Supported operations

Fireworks supports 4 major operations across chat, text completions, embeddings, and responses API. Chat completions, text completions, and responses API all support full streaming.

Operation	Non-streaming	Streaming	Upstream endpoint
Chat Completions	Yes	Yes	/v1/chat/completions
Responses API	Yes	Yes	/v1/responses
Text Completions	Yes	Yes	/v1/completions
Embeddings	Yes	No	/v1/embeddings
List Models	Yes	No	/v1/models

Parameter handling

Fireworks natively supports the Responses API with field preservation for previous_response_id, max_tool_calls, and store.
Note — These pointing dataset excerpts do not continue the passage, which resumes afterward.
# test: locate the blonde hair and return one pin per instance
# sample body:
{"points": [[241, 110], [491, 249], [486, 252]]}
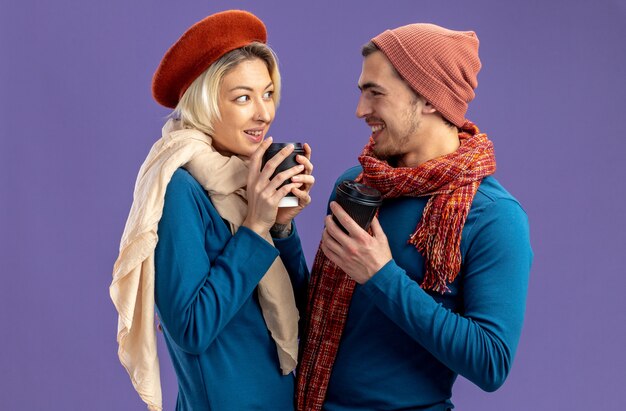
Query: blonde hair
{"points": [[199, 106]]}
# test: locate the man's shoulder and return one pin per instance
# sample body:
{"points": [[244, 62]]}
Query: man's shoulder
{"points": [[490, 191]]}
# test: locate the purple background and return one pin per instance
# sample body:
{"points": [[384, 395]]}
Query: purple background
{"points": [[77, 120]]}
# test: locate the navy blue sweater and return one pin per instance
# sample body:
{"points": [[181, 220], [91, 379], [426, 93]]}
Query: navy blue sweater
{"points": [[206, 300], [403, 347]]}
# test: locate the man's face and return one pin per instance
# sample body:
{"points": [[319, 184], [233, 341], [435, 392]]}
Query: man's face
{"points": [[390, 108]]}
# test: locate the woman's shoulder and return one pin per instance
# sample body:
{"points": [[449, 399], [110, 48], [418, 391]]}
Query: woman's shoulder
{"points": [[182, 187], [183, 181]]}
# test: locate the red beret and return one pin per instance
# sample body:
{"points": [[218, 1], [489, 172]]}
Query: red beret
{"points": [[199, 47]]}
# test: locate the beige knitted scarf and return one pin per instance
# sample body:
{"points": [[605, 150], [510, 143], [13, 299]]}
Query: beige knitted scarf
{"points": [[132, 289]]}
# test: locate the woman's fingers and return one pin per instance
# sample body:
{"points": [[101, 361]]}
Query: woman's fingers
{"points": [[285, 175], [257, 157]]}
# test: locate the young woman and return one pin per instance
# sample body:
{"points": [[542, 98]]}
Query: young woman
{"points": [[226, 263]]}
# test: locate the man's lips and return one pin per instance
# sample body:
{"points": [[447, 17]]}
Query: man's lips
{"points": [[377, 128], [255, 134]]}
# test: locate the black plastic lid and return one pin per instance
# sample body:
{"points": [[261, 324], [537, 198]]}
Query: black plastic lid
{"points": [[361, 193]]}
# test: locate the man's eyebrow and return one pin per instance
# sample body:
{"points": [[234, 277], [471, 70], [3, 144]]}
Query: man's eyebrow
{"points": [[369, 85], [270, 84]]}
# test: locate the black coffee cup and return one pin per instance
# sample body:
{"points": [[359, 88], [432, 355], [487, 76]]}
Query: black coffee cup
{"points": [[289, 200], [360, 201]]}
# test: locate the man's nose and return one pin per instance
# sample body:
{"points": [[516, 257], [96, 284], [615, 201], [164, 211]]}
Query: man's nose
{"points": [[362, 108]]}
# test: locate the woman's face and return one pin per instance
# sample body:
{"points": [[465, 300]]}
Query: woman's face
{"points": [[246, 107]]}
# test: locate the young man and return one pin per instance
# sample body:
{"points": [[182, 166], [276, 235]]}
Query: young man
{"points": [[439, 286]]}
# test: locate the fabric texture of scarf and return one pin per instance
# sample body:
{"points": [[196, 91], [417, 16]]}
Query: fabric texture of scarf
{"points": [[132, 288], [451, 181]]}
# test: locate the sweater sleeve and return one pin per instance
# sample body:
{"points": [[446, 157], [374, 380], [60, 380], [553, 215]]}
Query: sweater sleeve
{"points": [[480, 342], [203, 275]]}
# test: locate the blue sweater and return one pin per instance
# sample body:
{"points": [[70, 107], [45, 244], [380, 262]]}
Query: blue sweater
{"points": [[205, 295], [403, 347]]}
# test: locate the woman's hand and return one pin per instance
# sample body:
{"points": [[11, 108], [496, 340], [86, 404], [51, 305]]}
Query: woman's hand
{"points": [[263, 194], [286, 214]]}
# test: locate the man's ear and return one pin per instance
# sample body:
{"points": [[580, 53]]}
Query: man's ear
{"points": [[428, 108]]}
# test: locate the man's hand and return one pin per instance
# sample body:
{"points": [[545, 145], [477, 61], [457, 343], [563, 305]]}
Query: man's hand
{"points": [[359, 254]]}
OpenAI parameters convert with special handling for prompt caching via prompt_cache_isolation_key.

Native Responses API support:

Fireworks natively supports Responses in Bifrost
Fields like previous_response_id and max_tool_calls are preserved

Prompt caching:

OpenAI's prompt_cache_key converts to Fireworks' prompt_cache_isolation_key
Applied to both chat and completion requests

Supported Fireworks parameters

Quick reference of OpenAI-compatible parameters accepted when routing through Bifrost to Fireworks.

[
  "stream",
  "temperature",
  "top_p",
  "top_k",
  "max_tokens",
  "stop",
  "presence_penalty",
  "frequency_penalty",
  "seed",
  "response_format",
  "tools",
  "tool_choice"
]

Supported Fireworks models

Use the provider prefix fireworks/ in Bifrost model routes for deterministic provider targeting.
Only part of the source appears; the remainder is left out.